With Spearman's rank correlation coefficient we can identify whether two variables have a monotonic function relation (that is, when one number increases, the other number will also increase, or vice versa). To calculate Spearman's rank correlation coefficient, you need to rank and compare data sets to find d2, and then enter the data into the standard or simplified Spearman rank correlation coefficient formula. You can also calculate these coefficients using Excel formulas or the R command.
Step
Method 1 of 3: Manual way
Step 1. Create a table
The table is used to include all the information needed to calculate the Spearman Rank Correlation Coefficient. You need a table like this:
- Create 6 columns with headings, as in the example.
- Prepare as many blank rows as the number of data pairs.
Step 2. Fill in the first two columns with data pairs
Step 3. Enter the ranking of the first column of data groups in the third column from 1 to n (number of data)
Give a rating of 1 for the lowest value, a rating of 2 for the next lowest value, and so on.
Step 4. In the fourth column, do the same as in step 3, but to rank the data in the second column
-
If there are two (or more) data that have the same value, calculate the average rating of the data, then enter it into a table based on this average value.
In the example on the right, there are two values of 5 in the ratings 2 and 3. Since there are two 5s, find the average of the ratings.
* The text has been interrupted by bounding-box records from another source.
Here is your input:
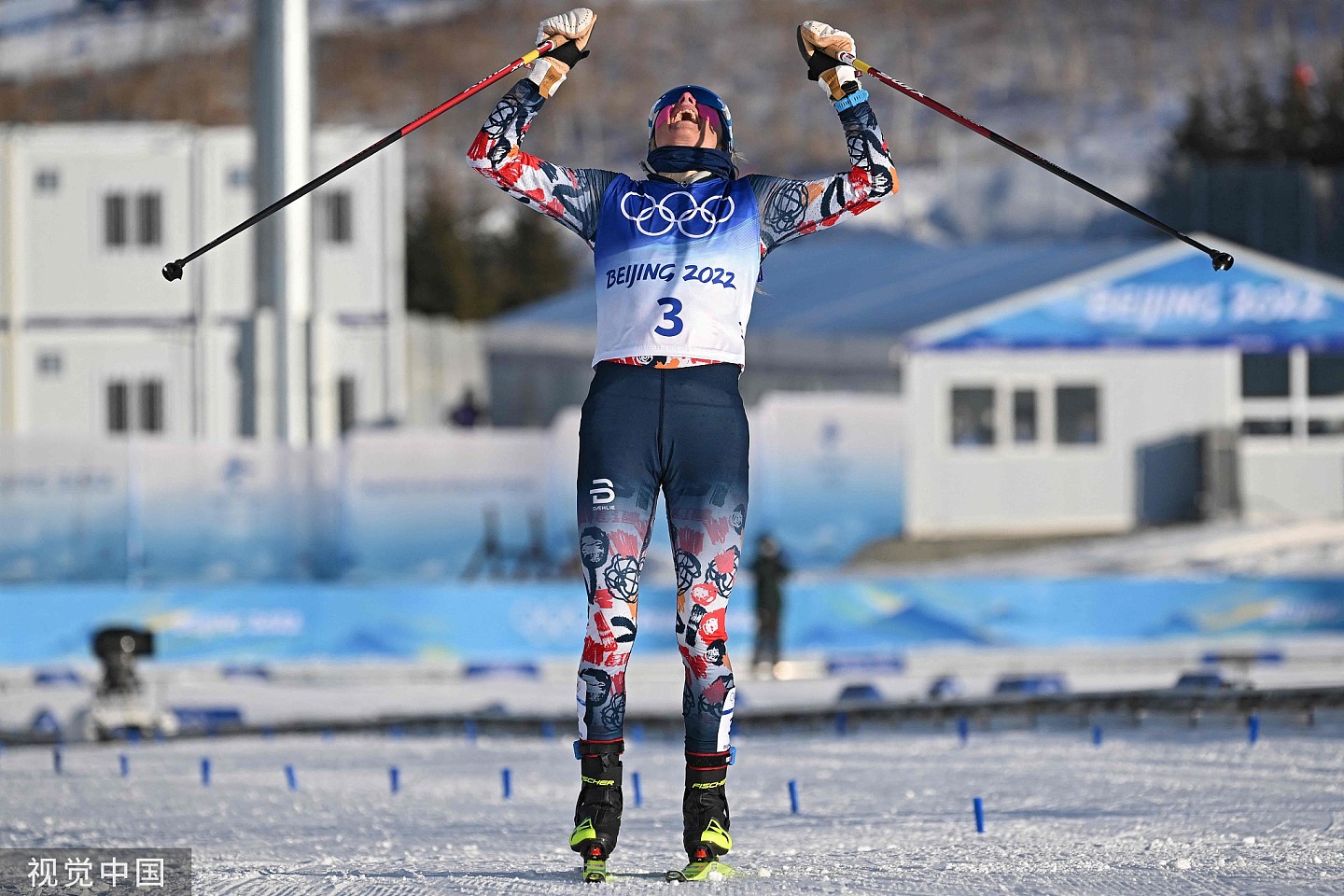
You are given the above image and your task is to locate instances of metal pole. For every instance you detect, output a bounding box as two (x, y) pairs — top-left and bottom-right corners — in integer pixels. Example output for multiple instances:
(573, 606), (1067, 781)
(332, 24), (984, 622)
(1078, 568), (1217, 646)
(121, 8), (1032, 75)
(253, 0), (312, 446)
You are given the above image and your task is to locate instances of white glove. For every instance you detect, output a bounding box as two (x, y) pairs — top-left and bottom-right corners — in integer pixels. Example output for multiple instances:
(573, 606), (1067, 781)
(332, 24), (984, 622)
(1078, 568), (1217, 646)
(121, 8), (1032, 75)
(531, 7), (596, 98)
(798, 21), (859, 101)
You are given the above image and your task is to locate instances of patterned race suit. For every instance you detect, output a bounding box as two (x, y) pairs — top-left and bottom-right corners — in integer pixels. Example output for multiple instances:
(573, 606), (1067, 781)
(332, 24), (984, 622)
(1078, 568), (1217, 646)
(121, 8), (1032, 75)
(468, 80), (896, 752)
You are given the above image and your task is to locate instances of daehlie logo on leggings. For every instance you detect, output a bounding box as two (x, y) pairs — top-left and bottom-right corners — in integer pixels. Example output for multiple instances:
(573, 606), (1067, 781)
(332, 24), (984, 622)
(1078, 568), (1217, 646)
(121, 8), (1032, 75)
(589, 480), (616, 504)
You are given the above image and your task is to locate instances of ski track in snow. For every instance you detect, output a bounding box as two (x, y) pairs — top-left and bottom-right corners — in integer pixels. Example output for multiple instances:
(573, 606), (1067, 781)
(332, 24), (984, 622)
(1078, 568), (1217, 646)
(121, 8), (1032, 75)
(0, 721), (1344, 896)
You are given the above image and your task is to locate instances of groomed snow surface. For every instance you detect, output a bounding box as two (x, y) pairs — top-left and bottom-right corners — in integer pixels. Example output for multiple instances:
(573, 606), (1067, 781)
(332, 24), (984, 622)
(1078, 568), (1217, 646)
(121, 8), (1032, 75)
(0, 713), (1344, 896)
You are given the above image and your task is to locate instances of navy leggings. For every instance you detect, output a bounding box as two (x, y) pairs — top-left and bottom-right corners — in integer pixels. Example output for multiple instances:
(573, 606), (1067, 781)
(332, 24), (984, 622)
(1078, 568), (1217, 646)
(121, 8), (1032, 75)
(578, 361), (748, 752)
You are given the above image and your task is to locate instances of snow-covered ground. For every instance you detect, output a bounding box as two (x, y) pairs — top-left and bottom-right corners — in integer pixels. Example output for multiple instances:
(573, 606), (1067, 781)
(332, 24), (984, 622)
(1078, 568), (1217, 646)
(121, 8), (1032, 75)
(0, 718), (1344, 896)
The average of 2 and 3 is 2.5, so enter a rating value of 2.5 for both values 5.
Step 5. In column "d" calculate the difference between the two numbers in the rank column
That is, if one column is ranked 1 and the other column is ranked 3, the difference is 2. (The sign doesn't matter, because the next step is to square the value.)
Step 6. Square each number in column "d" and write the result in column "d2".
Step 7. Add up all data in column d2".
The result is d2.
Step 8. Choose one of the following formulas:
-
If none of the ratings are the same as in the previous step, enter this value in the simplified Spearman Rank Correlation Coefficient formula
and replace "n" with the number of data pairs to get the result.
-
If there is a similar rank in the previous step, use the standard Spearman Rank Correlation Coefficient formula:
Step 9. Interpret the results
The value can vary between -1 and 1.
- If the value is close to -1, the correlation is negative.
- If the value is close to 0, there is no linear correlation.
- If the value is close to 1, the correlation is positive.
Method 2 of 3: Using Excel
Step 1. Create a new column for the data along with its ranking
For example, if your data is in Column A2:A11, use the formula "=RANK(A2, A$2:A$11)", and copy it down until it covers all the columns and rows.
Step 2. Change the same rating as described in steps 3 and 4 of method 1
Step 3. In the new cell, calculate the correlation between the two rank columns with the formula "=CORREL(C2:C11, D2:D11)"
In this example, C and D refer to the column where the ranking is located. The new cell will be filled with the Spearman Rank Correlation.
Method 3 of 3: Using R
Step 1. Install the R program first if you don't have it already
(See
Step 2. Save your data in CSV form, put the data you want to find the correlation in the first two columns
We can do this by using the "Save as" menu.
Step 3. Open the R Editor
If you're working from the terminal, just run R. If you're working from the desktop, click the R icon.
Step 4. Type the following command:
- d <- read.csv("NAME_OF_YOUR_CSV.csv") and press Enter.
- cast(rank(d[, 1]), rank(d[, 2]))
Tips
The data must consist of at least 5 pairs so that the trend can be seen (the number of data is 3 pairs in the example only to simplify calculations.)
Warning
- The Spearman rank correlation coefficient only identifies the strength of the correlation where the data rises or falls consistently. If there is another trend in the data, Spearman's rank correlation no will provide an accurate representation.
- This formula is based on the assumption that there are no equal ratings. When there is the same rank as in the example, we should use this definition: the correlation coefficient of the multiplication moment by rank.